African Americans across the country are not surprised that George Zimmerman was acquitted. He had conveniently gunned down the only direct witness to his murderous assault, Trayvon Martin. The prosecutor was left with a totally circumstantial case.

Nonetheless, blacks and civil libertarians hoped that since the circumstances of the case were so unusual, this might be the time that a white aggressor would have to pay for killing a black youth. At first blush it seemed like there was little justification for the shooting.

Seventeen-year-old Trayvon Martin was visiting his father, who lived in a gated community in Sanford, Fla. On his way home from a local store, where he bought Skittles and iced tea, Martin was spotted by Zimmerman, a wanna-be police officer who volunteered on the neighborhood watch group.

Believing that the hoodie-clad black youth was up to something nefarious, Zimmerman reported the incident to the local police and gave pursuit. The police advised Zimmerman not to follow Martin, but that advice was ignored. When Martin realized he was being followed he became ill-at-ease and telephoned a friend.

Soon thereafter there was an encounter between Trayvon and Zimmerman that was essentially out of sight of others. Zimmerman suffered a cut nose and some contusions on the back of his head. Travyon was killed with a bullet to the heart. Zimmerman’s story is that he fired when he was in fear of losing his life.

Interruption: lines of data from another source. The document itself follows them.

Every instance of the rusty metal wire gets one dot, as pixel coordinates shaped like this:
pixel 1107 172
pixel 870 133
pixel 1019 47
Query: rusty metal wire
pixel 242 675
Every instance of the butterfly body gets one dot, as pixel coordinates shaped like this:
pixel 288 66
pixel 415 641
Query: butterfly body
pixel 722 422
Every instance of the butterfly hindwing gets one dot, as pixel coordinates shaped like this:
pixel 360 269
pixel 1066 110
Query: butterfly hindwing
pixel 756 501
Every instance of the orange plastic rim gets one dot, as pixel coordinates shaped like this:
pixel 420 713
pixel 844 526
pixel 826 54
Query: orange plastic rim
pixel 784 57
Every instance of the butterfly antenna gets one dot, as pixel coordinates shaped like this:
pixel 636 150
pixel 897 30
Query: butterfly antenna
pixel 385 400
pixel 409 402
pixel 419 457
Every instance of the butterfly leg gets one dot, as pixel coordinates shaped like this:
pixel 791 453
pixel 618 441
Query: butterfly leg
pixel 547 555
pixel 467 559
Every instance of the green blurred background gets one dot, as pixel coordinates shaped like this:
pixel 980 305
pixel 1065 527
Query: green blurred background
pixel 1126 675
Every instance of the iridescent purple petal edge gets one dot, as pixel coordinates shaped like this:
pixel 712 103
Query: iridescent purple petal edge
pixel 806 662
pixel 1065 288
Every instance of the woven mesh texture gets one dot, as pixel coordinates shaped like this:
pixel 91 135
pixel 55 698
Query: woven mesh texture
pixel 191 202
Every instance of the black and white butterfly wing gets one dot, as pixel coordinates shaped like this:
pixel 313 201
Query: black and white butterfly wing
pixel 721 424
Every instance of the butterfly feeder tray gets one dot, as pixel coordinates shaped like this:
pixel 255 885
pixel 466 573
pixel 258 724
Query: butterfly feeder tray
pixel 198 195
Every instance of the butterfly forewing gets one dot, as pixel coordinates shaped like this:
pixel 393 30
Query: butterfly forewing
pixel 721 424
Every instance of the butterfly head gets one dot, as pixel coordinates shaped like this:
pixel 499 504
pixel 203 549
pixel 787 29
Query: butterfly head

Common sense will tell you that Trayvon would have been the one in fear. He had a right to be in the housing complex, but it was not his home turf. Then an unknown white man began following him. This should have caused considerable concern for a lone 17-year-old teenager. On the other hand, Zimmerman had the comfort of knowing he was armed with a pistol.

In a bizarre presentation of evidence, defense lawyers carted into court a slab of the concrete sidewalk which they asserted was Trayvon’s weapon when he banged Zimmerman’s head against it. Now it seems that a black man standing on the sidewalk in Sanford is considered to be well armed.

Zimmerman claimed he fired in self defense, a perennial defense in Anglo-American law. But there are two conditions that would ordinarily have impaired this defense in many states. First, the defendant must not have provoked the incident, and secondly, there must be no reasonable means of escape.

In some states it is even necessary to flee your home before taking a life. In 2005, Florida became the first state to adopt the so-called “castle doctrine” which provided numerous circumstances in which the defendant need not flee in order to plead self defense. Florida is a “stand your ground” state in which the circumstances are quite extensive.

However, the Zimmerman prosecution was a standard self defense case. It is hard to understand how the jury did not conclude that Zimmerman had provoked the encounter. Certainly Trayvon did not think Zimmerman was from the “welcome wagon.” The law does not permit a defendant to provoke a conflict and then successfully plead self defense after he shoots his antagonist.

Despite assertions of legal commentators to the contrary, the Zimmerman case is not a fine example of American jurisprudence. It is time to review the quick resort to firearms in America, and the questionable nature of self defense.